А что я думаю? Я думаю, что мне нельзя полагаться на них, что я не могу на них положиться. Я уже видел, чего стоит их защита свидетелей. Они не смогут меня защитить. Я не могу переместиться в другое тело, и они не смогут меня уберечь

 Но с тех пор, как с твоим отцом произошло то, что произошло, многое изменилось, и, если ты убедишь их, что твоя информация важна, они будут тебя охранять, честное слово. Нельзя скрывать эту информацию.

 Но

 А если они узнают об этом как-нибудь еще из данных браслетов или каким-нибудь другим способом,  ты автоматически превратишься в одного из подозреваемых. Понимаешь?

Знаешь что, я ненавижу тебя.

 Да, понимаю,  сказал я.  Но, Гиди Если я расскажу им слишком много, они начнут копать. И узнают обо мне всякое разное. Ну, ты понял.

 Дан, послушай, мы не во всем согласны, но мы оба знаем, что именно это сейчас надо сделать. Ты умный парень, я тебя знаю.

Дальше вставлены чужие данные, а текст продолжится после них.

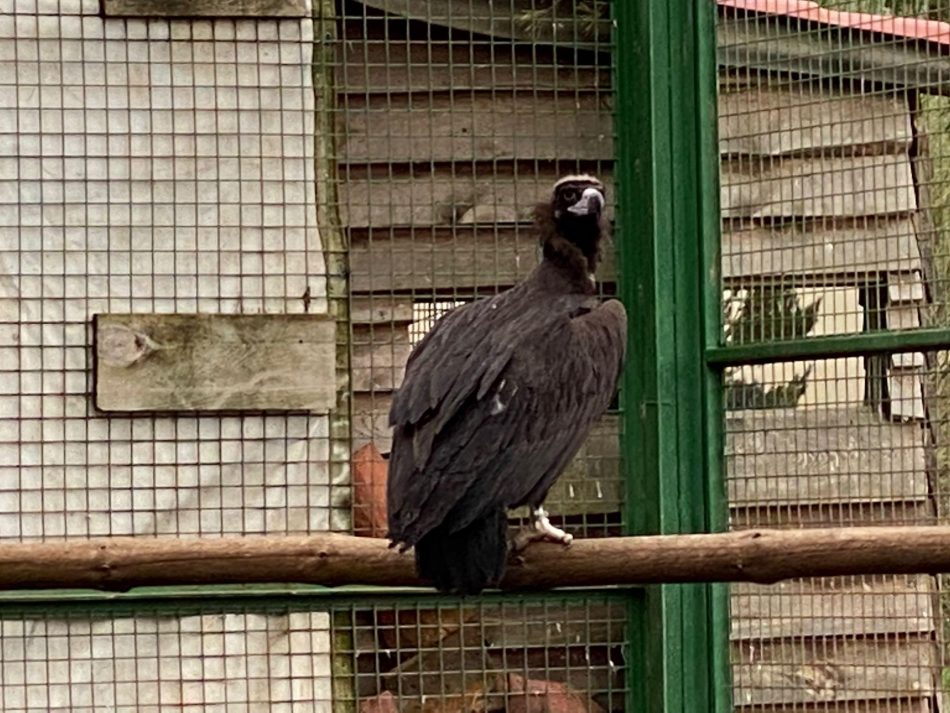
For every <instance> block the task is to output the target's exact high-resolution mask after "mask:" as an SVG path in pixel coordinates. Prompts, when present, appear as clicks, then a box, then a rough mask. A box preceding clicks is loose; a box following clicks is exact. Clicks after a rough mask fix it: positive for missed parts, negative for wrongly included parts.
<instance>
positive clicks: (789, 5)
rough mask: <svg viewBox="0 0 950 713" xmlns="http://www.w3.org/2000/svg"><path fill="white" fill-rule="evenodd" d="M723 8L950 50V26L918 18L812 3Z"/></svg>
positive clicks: (749, 3) (791, 0)
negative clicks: (871, 12) (880, 33)
mask: <svg viewBox="0 0 950 713" xmlns="http://www.w3.org/2000/svg"><path fill="white" fill-rule="evenodd" d="M717 1H718V3H719V5H720V6H721V7H731V8H735V9H737V10H749V11H752V12H762V13H767V14H769V15H782V16H785V17H793V18H797V19H801V20H810V21H813V22H820V23H823V24H825V25H834V26H837V27H850V28H853V29H856V30H867V31H869V32H880V33H882V34H885V35H892V36H894V37H900V38H906V39H915V40H926V41H927V42H933V43H935V44H939V45H945V46H947V47H950V23H947V22H940V21H938V20H924V19H921V18H917V17H893V16H890V15H872V14H869V13H864V12H842V11H839V10H829V9H827V8H824V7H821V6H820V5H818V3H816V2H811V0H717Z"/></svg>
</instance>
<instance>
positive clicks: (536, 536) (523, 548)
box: [510, 508, 574, 559]
mask: <svg viewBox="0 0 950 713" xmlns="http://www.w3.org/2000/svg"><path fill="white" fill-rule="evenodd" d="M531 516H532V523H531V525H529V526H527V527H522V528H521V529H520V530H518V531H517V532H516V533H515V534H514V536H513V537H512V538H511V547H510V551H511V553H512V554H513V555H516V559H519V558H520V554H521V553H522V552H524V550H525V549H526V548H527V547H528V545H530V544H531V543H532V542H543V541H544V540H547V541H549V542H558V543H560V544H562V545H564V546H565V547H569V546H570V544H571V543H572V542H573V541H574V535H572V534H570V533H569V532H564V530H562V529H561V528H559V527H555V526H554V525H552V524H551V521H550V520H548V514H547V512H545V510H544V508H538V509H537V510H533V511H532V512H531Z"/></svg>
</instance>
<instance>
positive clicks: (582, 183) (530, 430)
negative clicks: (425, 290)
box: [387, 175, 627, 594]
mask: <svg viewBox="0 0 950 713" xmlns="http://www.w3.org/2000/svg"><path fill="white" fill-rule="evenodd" d="M604 202H605V199H604V186H603V184H602V183H601V182H600V181H598V180H597V179H596V178H594V177H592V176H587V175H580V176H566V177H564V178H562V179H560V180H559V181H558V182H557V183H556V184H555V185H554V189H553V192H552V195H551V199H550V201H547V202H544V203H541V204H539V205H538V206H537V208H536V209H535V221H536V224H537V227H538V229H539V232H540V236H539V237H540V241H541V248H542V256H543V257H542V260H541V262H540V264H539V265H538V267H537V268H535V270H534V271H533V272H532V273H531V275H530V276H529V277H528V278H527V279H525V280H524V282H522V283H520V284H519V285H517V286H515V287H513V288H512V289H510V290H507V291H505V292H502V293H501V294H499V295H496V296H495V297H491V298H488V299H483V300H479V301H476V302H471V303H469V304H466V305H462V306H461V307H457V308H456V309H454V310H452V311H451V312H449V313H447V314H446V315H445V316H443V317H442V318H441V319H440V320H439V321H438V322H436V324H435V325H434V326H433V328H432V329H431V331H430V332H429V333H428V334H427V335H426V336H425V337H424V338H423V339H422V341H420V342H419V344H418V345H417V346H416V347H415V349H414V350H413V351H412V354H411V355H410V357H409V361H408V364H407V367H406V376H405V380H404V381H403V384H402V387H401V388H400V389H399V390H398V392H397V393H396V394H395V397H394V399H393V404H392V408H391V410H390V415H389V419H390V423H391V425H392V426H393V443H392V451H391V455H390V463H389V479H388V484H387V502H388V520H389V533H388V537H389V539H390V540H391V541H392V545H391V546H397V545H398V546H400V547H401V548H402V549H403V550H405V549H408V548H409V547H410V546H413V547H415V555H416V568H417V571H418V573H419V576H420V577H421V578H422V579H424V580H427V581H429V582H431V583H433V584H434V585H435V586H436V588H438V589H439V590H441V591H446V592H455V593H461V594H470V593H477V592H479V591H481V590H482V589H484V588H485V587H488V586H492V585H494V584H497V583H498V581H499V580H500V579H501V577H502V575H503V573H504V569H505V563H506V560H507V557H508V541H507V525H508V520H507V511H508V509H509V508H516V507H521V506H523V505H529V506H530V508H531V512H532V519H533V525H534V529H535V530H536V532H537V533H538V535H540V536H543V537H544V538H546V539H552V540H554V541H557V542H561V543H563V544H565V545H569V544H570V542H571V540H572V536H571V535H569V534H568V533H566V532H564V531H563V530H560V529H559V528H557V527H554V526H553V525H552V524H551V523H550V521H549V520H548V516H547V513H546V512H545V511H544V509H543V507H542V506H543V503H544V500H545V497H546V496H547V494H548V491H549V490H550V489H551V486H552V485H553V484H554V482H555V480H557V477H558V476H559V475H560V474H561V471H562V470H563V469H564V468H565V467H566V466H567V465H568V463H569V462H570V461H571V459H572V458H573V457H574V455H575V454H576V453H577V451H578V449H579V448H580V447H581V445H582V444H583V442H584V440H585V438H586V437H587V434H588V432H589V431H590V429H591V427H592V425H593V423H594V421H595V420H596V419H597V418H598V417H599V416H600V415H601V414H602V413H603V412H604V411H605V410H606V409H607V407H608V405H609V404H610V401H611V399H612V398H613V395H614V393H615V391H616V388H617V382H618V379H619V376H620V371H621V366H622V362H623V356H624V347H625V344H626V333H627V321H626V312H625V311H624V308H623V305H621V304H620V302H618V301H617V300H608V301H606V302H604V303H601V302H600V301H599V300H598V299H597V298H596V296H595V292H596V289H595V282H594V270H595V269H596V268H597V265H598V262H599V260H600V249H601V241H602V240H603V238H604V237H605V234H606V232H607V221H606V218H605V216H604Z"/></svg>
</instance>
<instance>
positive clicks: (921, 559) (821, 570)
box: [0, 527, 950, 590]
mask: <svg viewBox="0 0 950 713" xmlns="http://www.w3.org/2000/svg"><path fill="white" fill-rule="evenodd" d="M522 556H523V561H522V562H513V563H512V565H511V566H510V567H509V569H508V574H507V575H506V577H505V580H504V582H503V586H504V588H505V589H512V590H525V589H549V588H553V587H559V586H605V585H625V584H650V583H660V582H670V583H674V582H712V581H734V582H738V581H748V582H764V583H768V582H776V581H779V580H781V579H789V578H793V577H828V576H838V575H856V574H908V573H933V574H936V573H939V572H950V527H853V528H835V529H814V530H745V531H740V532H731V533H721V534H712V535H668V536H650V537H625V538H623V537H618V538H605V539H589V540H576V541H575V542H574V544H573V545H572V546H571V547H569V548H567V549H565V548H563V547H561V546H560V545H554V544H548V543H539V544H535V545H532V546H530V547H529V548H528V549H527V550H526V551H525V552H524V553H523V555H522ZM264 582H268V583H277V582H283V583H300V584H304V583H306V584H320V585H324V586H328V587H335V586H341V585H346V584H365V585H378V586H407V585H418V584H420V582H419V581H418V580H417V579H416V577H415V573H414V566H413V558H412V555H411V553H406V554H399V553H398V552H396V551H395V550H391V549H389V548H388V547H387V542H386V541H385V540H378V539H369V538H361V537H351V536H348V535H336V534H323V535H314V536H312V537H241V538H217V539H211V538H201V539H172V538H144V537H135V538H129V537H127V538H112V539H99V540H79V541H55V542H49V541H47V542H23V543H13V544H4V545H0V589H46V588H71V587H76V588H93V589H103V590H126V589H130V588H132V587H139V586H159V585H194V584H237V583H264Z"/></svg>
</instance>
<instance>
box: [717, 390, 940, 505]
mask: <svg viewBox="0 0 950 713" xmlns="http://www.w3.org/2000/svg"><path fill="white" fill-rule="evenodd" d="M726 434H727V435H726V469H727V486H728V493H729V503H730V505H732V506H752V505H755V506H764V505H769V506H781V505H783V504H784V505H785V506H786V507H787V506H792V505H794V506H800V505H804V504H810V503H815V504H821V503H826V504H830V503H844V502H874V501H901V502H906V501H912V500H916V499H920V498H926V497H927V496H928V485H927V474H926V465H925V458H924V437H923V433H922V431H921V429H920V427H919V426H916V425H913V424H911V425H902V424H895V423H891V422H888V421H886V420H884V419H883V418H882V417H880V416H878V415H877V414H875V413H874V412H872V411H871V410H870V409H865V408H863V407H854V408H841V409H825V408H822V409H788V410H781V411H742V412H733V413H731V414H729V416H728V417H727V425H726Z"/></svg>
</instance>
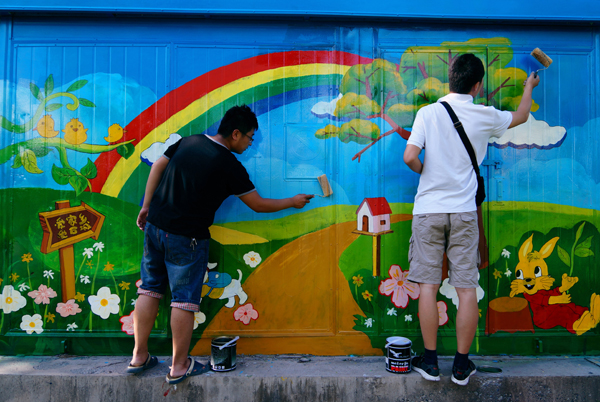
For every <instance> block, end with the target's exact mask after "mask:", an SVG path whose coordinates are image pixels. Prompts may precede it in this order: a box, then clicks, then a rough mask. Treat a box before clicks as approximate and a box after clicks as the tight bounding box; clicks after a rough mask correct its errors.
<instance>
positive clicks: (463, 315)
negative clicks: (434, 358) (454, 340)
mask: <svg viewBox="0 0 600 402" xmlns="http://www.w3.org/2000/svg"><path fill="white" fill-rule="evenodd" d="M456 293H457V294H458V301H459V304H458V313H457V314H456V344H457V347H456V356H454V364H453V365H452V382H454V383H455V384H458V385H467V384H468V383H469V377H471V375H473V374H474V373H475V372H477V367H476V366H475V364H474V363H473V362H472V361H470V360H469V349H470V348H471V343H473V338H474V337H475V331H477V322H478V321H479V307H478V306H477V290H476V289H474V288H456Z"/></svg>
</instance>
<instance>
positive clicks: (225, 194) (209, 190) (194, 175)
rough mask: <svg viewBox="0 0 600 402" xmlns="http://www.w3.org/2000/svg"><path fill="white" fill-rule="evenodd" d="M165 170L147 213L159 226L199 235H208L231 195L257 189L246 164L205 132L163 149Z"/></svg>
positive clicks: (179, 231)
mask: <svg viewBox="0 0 600 402" xmlns="http://www.w3.org/2000/svg"><path fill="white" fill-rule="evenodd" d="M164 156H165V157H167V158H169V163H168V164H167V167H166V168H165V170H164V172H163V176H162V179H161V181H160V184H159V185H158V187H157V189H156V191H155V192H154V195H153V196H152V202H151V203H150V211H149V213H148V218H147V219H148V221H149V222H151V223H152V224H153V225H155V226H157V227H159V228H160V229H162V230H164V231H166V232H169V233H173V234H178V235H183V236H188V237H194V238H196V239H209V238H210V232H209V231H208V228H209V226H210V225H212V223H213V220H214V218H215V212H216V211H217V209H218V208H219V206H220V205H221V204H222V203H223V201H225V199H226V198H227V197H229V196H230V195H237V196H238V197H239V196H241V195H244V194H247V193H249V192H251V191H253V190H254V184H252V182H251V181H250V177H249V176H248V172H247V171H246V168H244V166H243V165H242V164H241V163H240V162H239V161H238V160H237V159H236V157H235V156H234V155H233V154H232V153H231V152H230V151H229V150H228V149H227V148H225V147H224V146H223V145H221V144H218V143H216V142H215V141H213V140H211V139H209V138H207V137H206V136H205V135H191V136H189V137H185V138H182V139H181V140H179V141H177V142H176V143H175V144H173V145H171V146H170V147H169V148H168V149H167V150H166V151H165V153H164Z"/></svg>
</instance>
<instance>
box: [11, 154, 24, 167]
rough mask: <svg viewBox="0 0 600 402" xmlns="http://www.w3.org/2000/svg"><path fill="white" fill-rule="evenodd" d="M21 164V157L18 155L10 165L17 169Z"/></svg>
mask: <svg viewBox="0 0 600 402" xmlns="http://www.w3.org/2000/svg"><path fill="white" fill-rule="evenodd" d="M21 166H23V163H22V162H21V157H20V156H19V155H17V156H15V162H14V163H13V165H12V168H13V169H18V168H20V167H21Z"/></svg>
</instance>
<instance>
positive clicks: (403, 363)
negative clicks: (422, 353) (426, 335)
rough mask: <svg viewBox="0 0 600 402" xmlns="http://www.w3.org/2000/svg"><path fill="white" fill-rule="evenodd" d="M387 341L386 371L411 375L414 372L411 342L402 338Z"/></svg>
mask: <svg viewBox="0 0 600 402" xmlns="http://www.w3.org/2000/svg"><path fill="white" fill-rule="evenodd" d="M386 341H387V344H386V345H385V369H386V370H387V371H389V372H390V373H396V374H405V373H410V371H411V370H412V364H411V359H412V350H411V347H412V342H411V340H410V339H408V338H404V337H401V336H392V337H390V338H387V339H386Z"/></svg>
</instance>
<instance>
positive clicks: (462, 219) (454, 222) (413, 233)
mask: <svg viewBox="0 0 600 402" xmlns="http://www.w3.org/2000/svg"><path fill="white" fill-rule="evenodd" d="M444 253H446V255H447V256H448V277H449V281H448V283H449V284H450V285H452V286H454V287H455V288H476V287H478V286H479V278H478V274H479V271H478V269H477V268H478V267H479V264H480V257H479V227H478V226H477V211H473V212H460V213H451V214H419V215H415V216H413V221H412V236H411V238H410V247H409V250H408V261H409V263H410V269H409V271H408V277H407V279H408V280H409V281H411V282H417V283H429V284H434V285H439V284H440V283H441V282H442V263H443V258H444Z"/></svg>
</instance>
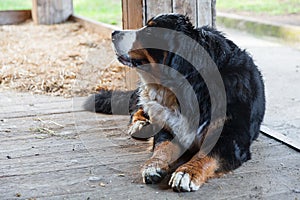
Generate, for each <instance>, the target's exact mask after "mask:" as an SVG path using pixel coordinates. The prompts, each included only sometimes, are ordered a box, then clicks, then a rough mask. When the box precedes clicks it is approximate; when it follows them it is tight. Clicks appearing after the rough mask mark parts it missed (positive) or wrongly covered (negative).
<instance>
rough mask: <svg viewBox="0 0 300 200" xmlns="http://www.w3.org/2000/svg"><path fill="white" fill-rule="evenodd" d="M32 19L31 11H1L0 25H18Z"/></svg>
mask: <svg viewBox="0 0 300 200" xmlns="http://www.w3.org/2000/svg"><path fill="white" fill-rule="evenodd" d="M28 19H31V10H10V11H0V25H9V24H18V23H22V22H24V21H26V20H28Z"/></svg>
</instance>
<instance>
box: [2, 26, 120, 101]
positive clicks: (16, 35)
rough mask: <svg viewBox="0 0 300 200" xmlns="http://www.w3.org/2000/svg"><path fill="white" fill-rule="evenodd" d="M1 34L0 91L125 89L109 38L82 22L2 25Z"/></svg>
mask: <svg viewBox="0 0 300 200" xmlns="http://www.w3.org/2000/svg"><path fill="white" fill-rule="evenodd" d="M0 38H1V40H0V52H1V53H0V60H1V63H0V90H6V89H14V90H18V91H30V92H32V93H34V94H49V95H53V96H64V97H71V96H86V95H88V94H89V93H93V92H95V91H96V90H97V89H100V88H104V89H121V90H123V89H125V74H126V73H125V71H126V67H125V66H122V65H121V64H119V63H118V62H117V60H116V59H115V56H114V52H113V50H112V46H111V41H110V39H108V38H103V37H102V36H100V35H99V34H95V33H90V32H88V31H87V30H85V29H84V28H83V27H81V25H80V24H78V23H75V22H68V23H65V24H59V25H51V26H47V25H39V26H38V25H34V24H33V23H32V22H31V21H29V22H26V23H24V24H21V25H10V26H1V27H0Z"/></svg>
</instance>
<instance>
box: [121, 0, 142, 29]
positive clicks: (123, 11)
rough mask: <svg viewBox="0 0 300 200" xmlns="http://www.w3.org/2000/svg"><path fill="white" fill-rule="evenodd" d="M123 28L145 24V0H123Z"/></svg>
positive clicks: (128, 28) (130, 28)
mask: <svg viewBox="0 0 300 200" xmlns="http://www.w3.org/2000/svg"><path fill="white" fill-rule="evenodd" d="M122 11H123V12H122V13H123V29H137V28H141V27H142V26H143V0H122Z"/></svg>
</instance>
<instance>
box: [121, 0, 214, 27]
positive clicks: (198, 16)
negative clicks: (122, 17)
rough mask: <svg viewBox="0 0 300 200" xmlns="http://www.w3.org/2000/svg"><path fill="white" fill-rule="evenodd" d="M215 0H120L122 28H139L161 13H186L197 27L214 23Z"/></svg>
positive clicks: (194, 24) (212, 23) (193, 23)
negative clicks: (122, 25)
mask: <svg viewBox="0 0 300 200" xmlns="http://www.w3.org/2000/svg"><path fill="white" fill-rule="evenodd" d="M215 3H216V0H122V8H123V28H124V29H135V28H140V27H142V26H143V25H145V23H146V22H147V21H148V20H149V19H150V18H152V17H154V16H156V15H158V14H161V13H172V12H174V13H180V14H187V15H188V16H189V17H190V18H191V21H192V23H193V24H194V25H195V26H197V27H199V26H203V25H210V26H214V25H215Z"/></svg>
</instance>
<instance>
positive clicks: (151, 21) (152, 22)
mask: <svg viewBox="0 0 300 200" xmlns="http://www.w3.org/2000/svg"><path fill="white" fill-rule="evenodd" d="M155 24H156V22H154V21H153V20H151V19H150V20H149V21H148V22H147V25H148V26H154V25H155Z"/></svg>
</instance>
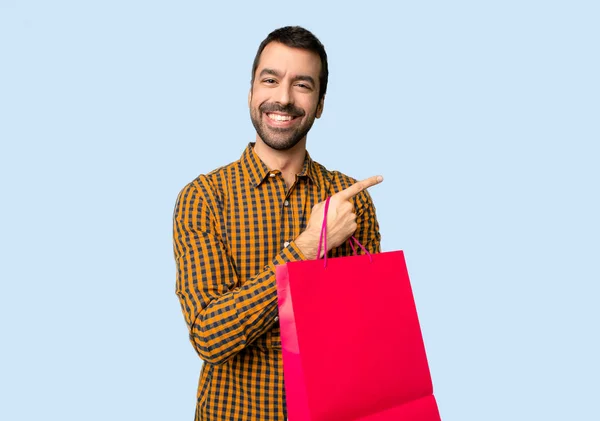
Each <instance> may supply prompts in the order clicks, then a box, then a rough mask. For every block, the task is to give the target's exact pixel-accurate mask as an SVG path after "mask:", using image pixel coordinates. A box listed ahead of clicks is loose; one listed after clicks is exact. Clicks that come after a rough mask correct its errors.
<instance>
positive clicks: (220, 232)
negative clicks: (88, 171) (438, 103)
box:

Иди сейчас и расскажи им. Если они узнают что-нибудь не то о тебе, мы будем решать эту проблему, когда она возникнет. А теперь вставай и иди в полицию. Я позвоню тебе, когда смогу. Сейчас мне пора,  сказал он.

 Послушай, Гиди, я Может, лучше будет, если я сначала найду какое-нибудь доказательство тому, что она рассказала? Иначе иначе это просто будет без толку. Это будет риск без

 Пока.  Он положил трубку.

Отлично. Последняя его угроза звучала маловероятно. Уж если кто-нибудь вроде Ламонта планирует обмен так, чтобы не оставить следов, то он не будет пользоваться браслетом, записи в котором можно проверить. Он воспользуется взломанным браслетом. Поверьте мне, я в этом понимаю.

Я снова оглянулся, посмотрел, кто сидит в пабе.

С одной стороны обнимается парочка, с другой трое солдат смеются над грубой шуткой. Через два стула от меня сидел пожилой человек в кепке. Перед ним стоял стакан, полный наполовину, а сам он уткнулся в экран телевизора.

Обычные люди не знают этого мира. Девяносто девять процентов населения носят легальные исправные браслеты. Газеты, может, и пишут о всяких экзотических и странных обменах, но как раньше большинство людей ездили на машинах, чтобы добраться из точки А в точку Б, а не для того, чтобы скрыться от полиции, так и сейчас они покупают браслет одного из крупных производителей, выбирая прежде всего хороший дизайн и всякие функции (возможность синхронизировать его с телефоном или отложенный обмен).

Им важно, чтобы браслет был водостойким; возможно, им важно, чтобы у него была гарантия на три года, на пять лет, на всю жизнь. Но в результате они используют его только для того, чтобы встречаться с друзьями в более молодом теле, чтобы иногда ездить в отпуск, чтобы осуществить какую-нибудь мечту или отдохнуть от изматывающего воспаления легких. Девяносто девять процентов.

И поскольку они законопослушные граждане, их не беспокоит, что браслеты хранят историю их обменов. Приватность? Да ладно. Так удобнее всем. Можно идти по улице и не бояться, что кто-нибудь пырнет тебя ножом и тут же «сбежит» в другое тело, не оставив никаких следов. А риск, что полицейский задержит тебя за нарушение общественного порядка на какой-нибудь шумной вечеринке и обнаружит, что пять лет назад ты совершил какой-то стремный обмен, не так уж страшен. Да ну, пустяки.

Если вам нечего скрывать, то нет причин напрягаться по этому поводу. Приватность ушла в прошлое.

Я встал из-за стойки и направился в туалет.

У входа туда все еще висел старый проводной телефон.

Людей, которые хотят, чтобы никто не знал, где они, что и как, становится все меньше.

Это могут быть анархисты, борцы за права человека, действующие в тех местах, где не стоит бороться за права, журналисты-расследователи, эгоцентричные параноики, которые уверены, что весь мир сгорает от любопытства и жаждет узнать, что не далее как на прошлой неделе они обменялись с одним смазливым испанцем и пытались кадрить девиц на пляже в Барселоне. (В какой-то мере они правы: мир и правда хочет знать о них такие вещи. Но только чтобы получить возможность что-нибудь им продать.)